Depuis cinq ans, cette société d'économie mixte créée en 1956 et détenue à parts égales par le gouvernement de Nouvelle-Calédonie et l'Agence française de développement (AFD) connaît de graves difficultés financières. Son déficit, de l'ordre de 5,8 millions d'euros par an, a encore plongé depuis mai et la crise institutionnelle qui a dégénéré en émeutes, triplant quasiment selon Petelo Sao.
Lors d'un conseil d'administration extraordinaire la semaine dernière, celui-ci a prévenu : « Soit des réformes sont adoptées, soit la SIC est menacée de liquidation au premier trimestre 2025, voire dès la fin de cette année ». Une catastrophe alors que la SIC gère un parc immobilier de plus de 10 000 logements et loge environ 15% de la population calédonienne dont 27 000 personnes à Nouméa, soit un ménage sur cinq.
« La liquidation d'un bailleur social ? Je ne sais pas comment faire. Derrière les chiffres, il y a des gens, des familles », s'inquiète Petelo Sao auprès de l'AFP. L'impossibilité pour le gouvernement de Nouvelle-Calédonie - aux finances exsangues depuis la crise - d'assurer l'aide au logement, directement versée aux bailleurs, pourrait précipiter la SIC vers la banqueroute.
Le Fonds social de l'habitat (FSH), l'organisme calédonien qui collecte la contribution des employeurs et gère cette aide, a bien été sollicité pour avancer des fonds à la place du gouvernement mais a refusé, le justifiant dans une réponse écrite à l'AFP par « la situation économique actuelle et l'incertitude qui l'entoure ».
Taux de vacance élevé
La SIC fait face à un autre défi majeur : un taux de vacance des logements de 16%, causé notamment par des conditions d'accès difficiles (il faut être titulaire d'un CDI) et le manque d'attractivité du parc, en mauvais état. Dans l'Hexagone, en comparaison, le taux de vacance plafonne à 2,9% en moyenne, selon un rapport de la Cour des comptes.

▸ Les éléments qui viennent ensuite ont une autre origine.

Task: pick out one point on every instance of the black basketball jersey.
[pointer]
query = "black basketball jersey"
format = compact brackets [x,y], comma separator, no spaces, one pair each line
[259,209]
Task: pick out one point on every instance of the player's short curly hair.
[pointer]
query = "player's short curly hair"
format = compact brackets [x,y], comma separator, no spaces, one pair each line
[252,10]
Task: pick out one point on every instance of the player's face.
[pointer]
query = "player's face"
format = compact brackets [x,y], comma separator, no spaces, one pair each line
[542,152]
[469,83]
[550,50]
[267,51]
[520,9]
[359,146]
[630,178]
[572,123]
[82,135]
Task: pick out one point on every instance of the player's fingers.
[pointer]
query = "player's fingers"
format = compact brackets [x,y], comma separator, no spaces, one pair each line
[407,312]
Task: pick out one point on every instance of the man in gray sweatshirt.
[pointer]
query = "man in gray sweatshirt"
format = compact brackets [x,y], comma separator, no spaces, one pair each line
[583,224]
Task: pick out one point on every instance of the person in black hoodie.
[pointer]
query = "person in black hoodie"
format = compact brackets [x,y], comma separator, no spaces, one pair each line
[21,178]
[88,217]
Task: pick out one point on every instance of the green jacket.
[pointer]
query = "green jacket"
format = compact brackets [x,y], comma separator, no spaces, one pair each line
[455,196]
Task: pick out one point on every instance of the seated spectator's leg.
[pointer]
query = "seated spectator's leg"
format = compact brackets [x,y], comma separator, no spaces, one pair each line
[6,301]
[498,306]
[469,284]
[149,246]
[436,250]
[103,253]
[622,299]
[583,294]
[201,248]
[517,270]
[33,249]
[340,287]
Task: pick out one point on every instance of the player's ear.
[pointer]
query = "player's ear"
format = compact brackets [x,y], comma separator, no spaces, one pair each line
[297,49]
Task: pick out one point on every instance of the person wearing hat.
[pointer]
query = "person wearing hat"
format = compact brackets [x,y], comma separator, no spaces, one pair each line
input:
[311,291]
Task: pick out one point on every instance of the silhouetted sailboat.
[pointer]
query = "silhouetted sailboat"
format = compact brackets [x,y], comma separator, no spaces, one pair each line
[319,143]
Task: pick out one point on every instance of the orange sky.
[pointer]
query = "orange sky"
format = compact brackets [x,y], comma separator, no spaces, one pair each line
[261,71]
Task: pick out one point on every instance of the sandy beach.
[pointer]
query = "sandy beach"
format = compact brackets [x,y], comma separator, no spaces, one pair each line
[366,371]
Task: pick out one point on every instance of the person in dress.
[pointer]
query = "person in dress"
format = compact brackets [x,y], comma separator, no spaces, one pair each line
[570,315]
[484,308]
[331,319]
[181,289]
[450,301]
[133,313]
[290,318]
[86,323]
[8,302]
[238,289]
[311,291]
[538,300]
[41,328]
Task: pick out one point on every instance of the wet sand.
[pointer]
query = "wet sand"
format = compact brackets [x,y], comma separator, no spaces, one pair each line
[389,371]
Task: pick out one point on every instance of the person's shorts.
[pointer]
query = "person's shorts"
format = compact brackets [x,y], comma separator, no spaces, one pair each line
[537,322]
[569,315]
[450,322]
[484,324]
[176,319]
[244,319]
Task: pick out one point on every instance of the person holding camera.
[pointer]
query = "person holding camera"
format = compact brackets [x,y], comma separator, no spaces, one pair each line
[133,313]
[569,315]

L'augmentation des loyers impayés et des résiliations de baux, notamment dans les quartiers particulièrement touchés par les émeutes, aggrave encore la situation. D'autant que ces impayés sont appelés à augmenter. En juillet, la province Sud (la plus riche de Nouvelle-Calédonie, où se trouve Nouméa) a décidé de porter de six mois à 10 ans la durée de résidence dans la province pour bénéficier des aides sociales.
« Aujourd'hui, il est très difficile d'attribuer de nouveaux logements sociaux. Les financements sont gelés et même les projets en cours risquent de ne pas être finalisés. Cette décision unilatérale complique l'accès au logement pour ceux qui en ont le plus besoin », estime Petelo Sao. Le président de la SIC dit aussi être pressé « par les « voisins vigilants » (des habitants loyalistes organisés pour protéger leur quartier durant les émeutes, NDLR) à expulser ses locataires, parce qu'ils seraient des émeutiers ».
Au-delà de la SIC, les déboires du bailleur révèlent un besoin urgent de réformer le logement social en Nouvelle-Calédonie. Vaimu'a Muliava, membre du gouvernement calédonien en charge de l'urbanisme et de l'habitat, a porté une réforme visant à préserver ce pilier « de la cohésion sociale » mais l'examen de son texte, qui prônait un meilleur financement du logement social, a été interrompu par la crise institutionnelle.
Vaimu’a Muliava remet en question l'aide versée en Nouvelle-Calédonie aux locataires du parc privé, qui représente près du quart de l'aide au logement totale. Sa suggestion : utiliser ces contributions pour alimenter un fonds similaire à celui de l'Agence nationale pour la rénovation urbaine (Anru) et financer la rénovation des quartiers.
« On ne peut pas se contenter de réformes superficielles », affirme Vaimu'a Muliava : « Il faut dépolitiser le logement social, qui est devenu une usine à gaz. On a empilé les structures, multiplié les acteurs, (...) on se retrouve avec des citoyens noyés sous des démarches administratives complexes ».